U.S. Sanctions Russian Firms for Energy Grid CyberattackBy
Five firms, three individuals allegedly helped Russian agency
Attacks also hit other key infrastructure including aviation
The U.S. imposed new sanctions Monday on Russian firms and individuals for helping the country’s state security service conduct cyberattacks targeting the American energy grid and other key infrastructure.
Russian hackers conducted a broad assault on the U.S. electric grid, air transportation facilities and other infrastructure since at least March 2016, the Homeland Security Department and FBI warned in March. The attacks are still ongoing, according to a person familiar with the matter.
At least a dozen U.S. power plants -- including one nuclear facility -- have been breached as part of the coordinated attacks, Bloomberg reported last year.
The Treasury Department designated five entities and three individuals for technological support and other help to Russia’s Federal Security Service.
“The entities designated today have directly contributed to improving Russia’s cyber and underwater capabilities through their work with the FSB and therefore jeopardize the safety and security of the United States and our allies,” Treasury Secretary Steven Mnuchin said in a statement released Monday.
The designations include Digital Security, and two firms that it owns or controls. None of the individuals sanctions were publicly identified by the U.S. as Russian oligarchs close to President Vladimir Putin.
Cyberattacks on the U.S.’s critical manufacturing sectors and commercial facilities have been happening “hundreds of thousands of times a day,” Energy Secretary Rick Perry said in March. A joint analysis by the FBI and the Department of Homeland Security described the hackers as extremely sophisticated, in some cases first breaching suppliers and third-party vendors before hopping from those networks to their ultimate target. The government’s report didn’t say how successful the attacks were.

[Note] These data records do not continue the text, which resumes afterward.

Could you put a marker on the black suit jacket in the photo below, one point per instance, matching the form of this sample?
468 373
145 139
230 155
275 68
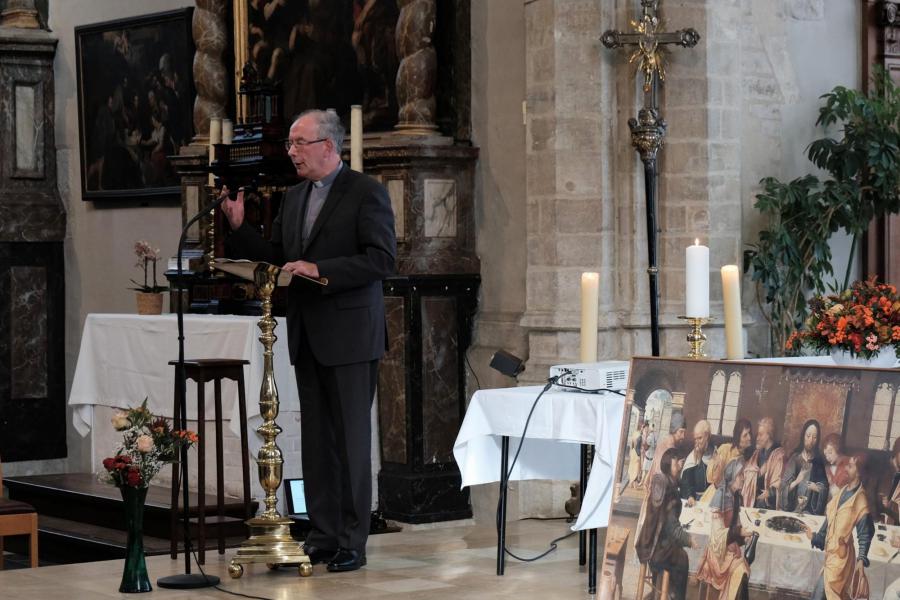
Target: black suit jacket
353 244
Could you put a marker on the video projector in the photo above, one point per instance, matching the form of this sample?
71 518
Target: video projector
605 375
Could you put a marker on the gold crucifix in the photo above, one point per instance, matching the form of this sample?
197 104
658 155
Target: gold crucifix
648 129
648 40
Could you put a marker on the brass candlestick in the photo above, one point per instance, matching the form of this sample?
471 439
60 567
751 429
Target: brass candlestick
270 540
696 337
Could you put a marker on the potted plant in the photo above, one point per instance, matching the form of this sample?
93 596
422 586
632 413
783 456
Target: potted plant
859 325
792 258
149 297
148 443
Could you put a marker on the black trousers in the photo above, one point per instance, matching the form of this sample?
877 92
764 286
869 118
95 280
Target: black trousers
336 446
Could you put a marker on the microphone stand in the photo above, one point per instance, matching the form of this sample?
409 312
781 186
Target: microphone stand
186 580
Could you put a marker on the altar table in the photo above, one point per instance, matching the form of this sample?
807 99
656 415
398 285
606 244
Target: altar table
561 423
124 358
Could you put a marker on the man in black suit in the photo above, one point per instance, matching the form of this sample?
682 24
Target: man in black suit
336 224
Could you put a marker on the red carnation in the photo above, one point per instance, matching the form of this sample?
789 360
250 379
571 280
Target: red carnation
133 478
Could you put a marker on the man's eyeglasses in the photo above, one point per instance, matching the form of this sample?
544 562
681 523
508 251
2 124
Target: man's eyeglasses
288 144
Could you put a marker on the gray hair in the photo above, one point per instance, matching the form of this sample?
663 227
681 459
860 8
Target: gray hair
328 125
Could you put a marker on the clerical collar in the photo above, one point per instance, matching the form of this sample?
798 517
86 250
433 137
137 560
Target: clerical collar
329 179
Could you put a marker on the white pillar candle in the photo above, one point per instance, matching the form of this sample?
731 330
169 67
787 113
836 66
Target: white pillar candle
227 131
590 300
696 280
734 329
356 137
215 130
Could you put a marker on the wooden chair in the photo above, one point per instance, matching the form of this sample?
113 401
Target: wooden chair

The targets include the U.S. electric grid, water processing plants, air transportation facilities and other targets in rolling attacks on some of the country’s most sensitive infrastructure.
Treasury “is committed to aggressively targeting any entity or individual working at the direction of the FSB whose work threatens the United States,” Mnuchin said. The U.S. used new legislative authority to impose the sanctions to “counter the constantly evolving threats emanating from Russia.”